- Native name: Yuusuf Axmed Sarinle
- Died: January 23, 2005 Mogadishu, Somalia
- Cause of death: Gunshot wound
- Allegiance: Somalia
- Service/Branch: Police commissioner
- Rank: General
- Unit: Somali Police Force

= Yusuf Ahmed Sarinle =

Commander of police force in the Transitional National Government of Somalia

Yusuf Ahmed Sarinle was a general and, at the time of his death, the top security official of the embattled government of Somalia, functioning as the police chief of Mogadishu during the Somali Civil War. He was murdered in his home by unknown gunmen on January 23, 2005, the possible target of assassination by militia members.
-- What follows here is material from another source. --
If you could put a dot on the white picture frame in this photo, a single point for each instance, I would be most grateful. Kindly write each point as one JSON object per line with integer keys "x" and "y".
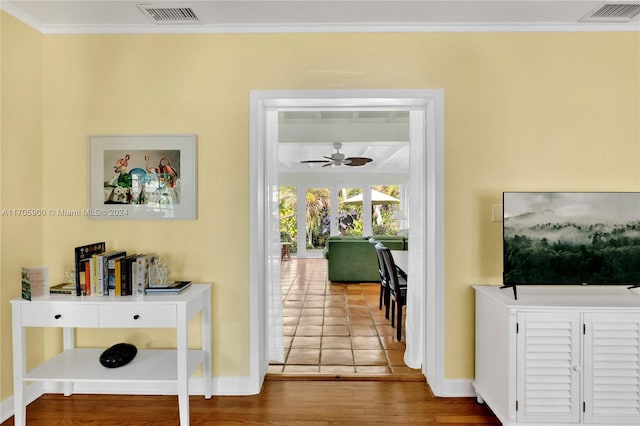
{"x": 142, "y": 177}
Sarinle was a supporter of Somalia's Transitional Federal Government and also favored bringing African Union peacekeeping troops to the country.

A few days before his murder, an Italian colonial cemetery had been destroyed by militiamen, and Sarinle had been investigating the incident. According to Egyptian newspaper Al-Ahram, "Sarinle was strongly opposed to militant Islamists, and many believe that Islamists were behind his cold-blooded murder."

Several other high-ranking Somali police officials were also assassinated at that time, and after Sarinle's death, the Islamists took control of Mogadishu.